Keystroke dynamics is the process to identify or authenticate individuals based on the typing rhythm behaviors. There are many classifications proposed to check the user's legitimacy, and therefore we should make it clear how they perform in order to confirm promising research direction. Nevertheless, these researches provide experiments in different situations such as datasets, conditions and methodologies as well. This paper aims to benchmark the algorithms in the same dataset and feature in order to measure the performance on an equal level. Using dataset containing 51 subjects' typing rhythm, we implemented and evaluated 13 classifiers measured by F1-measure. We also develop a way to process the typing data, and test it on these algorithms. Considering the case that the model should reject outlander, we test the algorithms on open set. The top-performing classifier achieves F1-measure rates 0.92 when using 50 subjects' typing normalized data to train and the remaining one to test.
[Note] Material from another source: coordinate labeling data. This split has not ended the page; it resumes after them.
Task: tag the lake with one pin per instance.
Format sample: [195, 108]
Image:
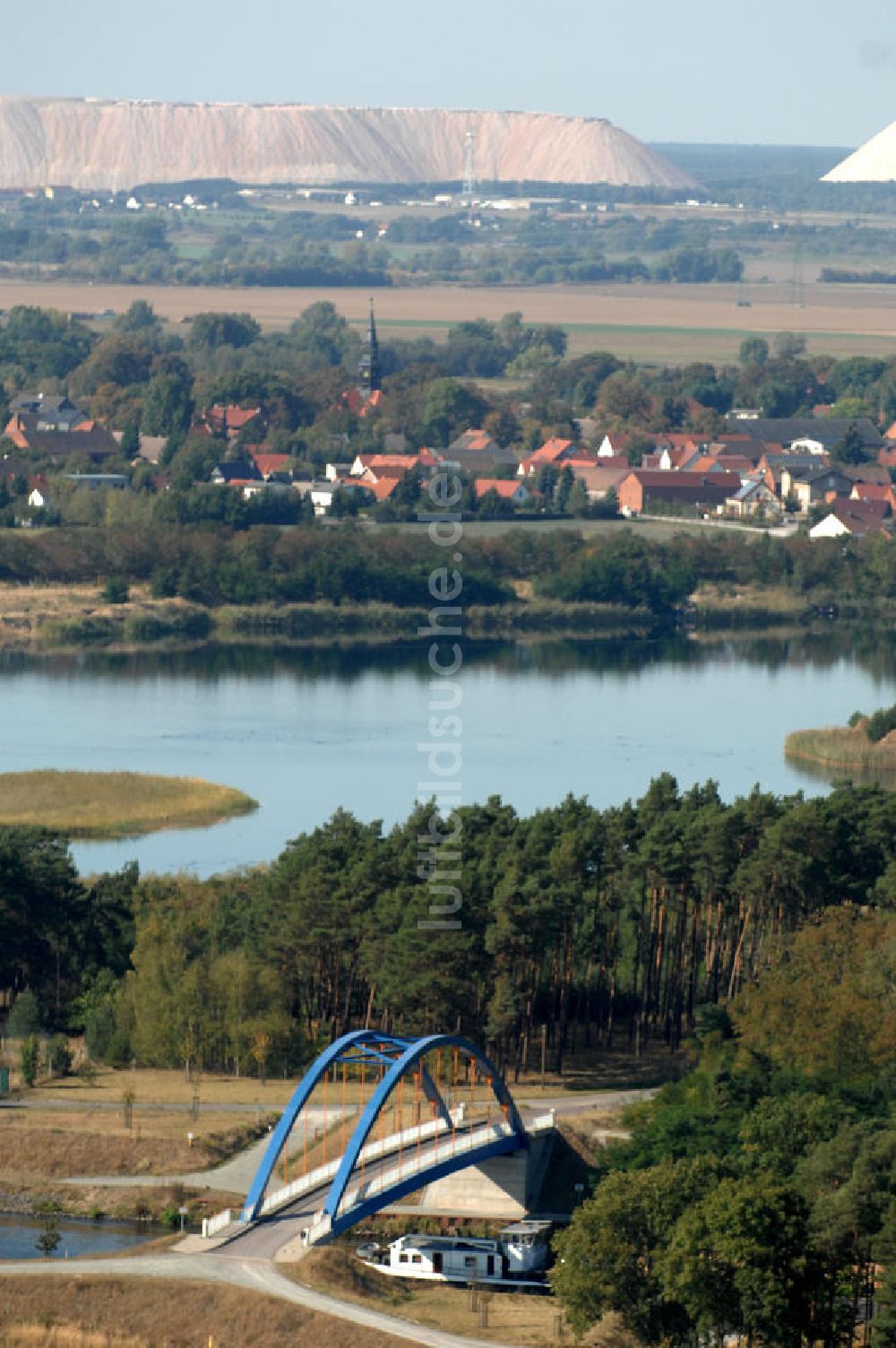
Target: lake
[19, 1238]
[309, 730]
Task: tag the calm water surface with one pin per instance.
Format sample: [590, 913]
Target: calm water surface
[19, 1238]
[310, 730]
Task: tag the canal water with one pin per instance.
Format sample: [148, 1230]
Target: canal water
[19, 1238]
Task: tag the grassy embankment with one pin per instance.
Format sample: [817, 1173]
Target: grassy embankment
[74, 1312]
[104, 805]
[518, 1318]
[56, 618]
[75, 1128]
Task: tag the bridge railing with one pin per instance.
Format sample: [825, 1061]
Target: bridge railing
[457, 1146]
[395, 1142]
[220, 1222]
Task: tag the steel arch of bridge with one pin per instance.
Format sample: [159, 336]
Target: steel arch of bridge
[399, 1053]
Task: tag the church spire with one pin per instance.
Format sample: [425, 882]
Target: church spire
[369, 372]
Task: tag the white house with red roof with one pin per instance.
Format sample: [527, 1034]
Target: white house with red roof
[271, 465]
[228, 419]
[853, 518]
[556, 454]
[507, 488]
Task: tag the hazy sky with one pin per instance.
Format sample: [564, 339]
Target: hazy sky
[788, 72]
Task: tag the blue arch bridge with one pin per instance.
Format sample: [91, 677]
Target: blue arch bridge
[395, 1115]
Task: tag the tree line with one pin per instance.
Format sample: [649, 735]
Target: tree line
[189, 545]
[757, 1196]
[609, 928]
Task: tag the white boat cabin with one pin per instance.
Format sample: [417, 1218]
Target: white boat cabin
[516, 1254]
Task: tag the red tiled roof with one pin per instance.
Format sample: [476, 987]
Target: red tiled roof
[383, 487]
[269, 464]
[473, 440]
[503, 487]
[649, 478]
[236, 417]
[551, 451]
[872, 492]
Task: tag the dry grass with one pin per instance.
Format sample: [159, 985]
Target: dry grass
[844, 748]
[745, 599]
[138, 1315]
[168, 1086]
[65, 1336]
[24, 609]
[521, 1318]
[104, 805]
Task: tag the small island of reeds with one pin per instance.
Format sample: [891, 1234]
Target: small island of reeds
[109, 805]
[866, 744]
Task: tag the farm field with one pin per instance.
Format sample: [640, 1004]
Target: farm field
[639, 321]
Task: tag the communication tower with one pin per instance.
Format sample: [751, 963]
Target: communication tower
[470, 170]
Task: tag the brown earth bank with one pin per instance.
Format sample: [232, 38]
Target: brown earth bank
[114, 1313]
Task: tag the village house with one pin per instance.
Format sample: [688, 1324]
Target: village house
[852, 518]
[376, 464]
[39, 492]
[874, 492]
[807, 487]
[272, 467]
[229, 421]
[56, 427]
[815, 436]
[553, 454]
[507, 488]
[599, 481]
[642, 489]
[235, 472]
[754, 497]
[475, 452]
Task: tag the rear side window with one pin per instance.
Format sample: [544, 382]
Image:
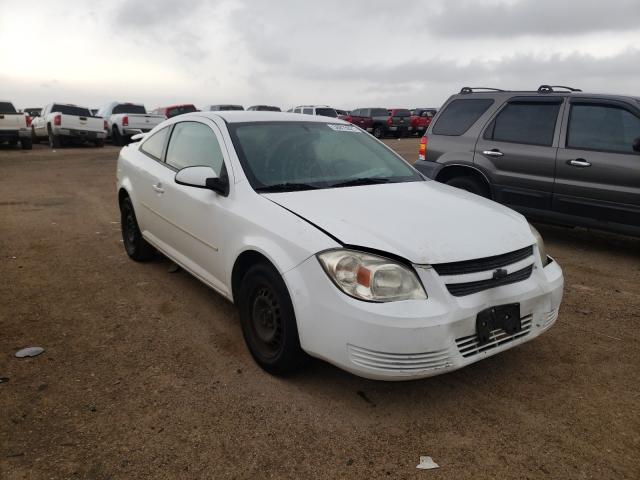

The results, along with the normalization methodology, constitute a benchmark for comparing classifiers and measuring performance of keystroke dynamics for insider detection.
基于击键输入的内部检测异常检测算法的性能评价
击键动力学是基于输入节奏行为来识别或验证个体的过程。有许多分类建议来检查用户的合法性,因此我们应该弄清楚他们是如何执行的,以确定有前途的研究方向。然而,这些研究也提供了不同情况下的实验,如数据集、条件和方法。本文的目的是在相同的数据集和特征上对算法进行基准测试,以便在相同的水平上衡量性能。使用包含51名受试者打字节奏的数据集,我们实现并评估了F1-measure测量的13个分类器。我们还开发了一种处理打字数据的方法,并在这些算法上进行了测试。考虑到模型需要排斥外地人的情况,我们在开放集上对算法进行了测试。当使用50个受试者的打字归一化数据进行训练,剩下的一个进行测试时,表现最好的分类器达到了f1测量率0.92。结果与规范化方法一起构成了比较分类器和测量内部检测的击键动力学性能的基准。
本文章由计算机程序翻译,如有差异,请以英文原文为准。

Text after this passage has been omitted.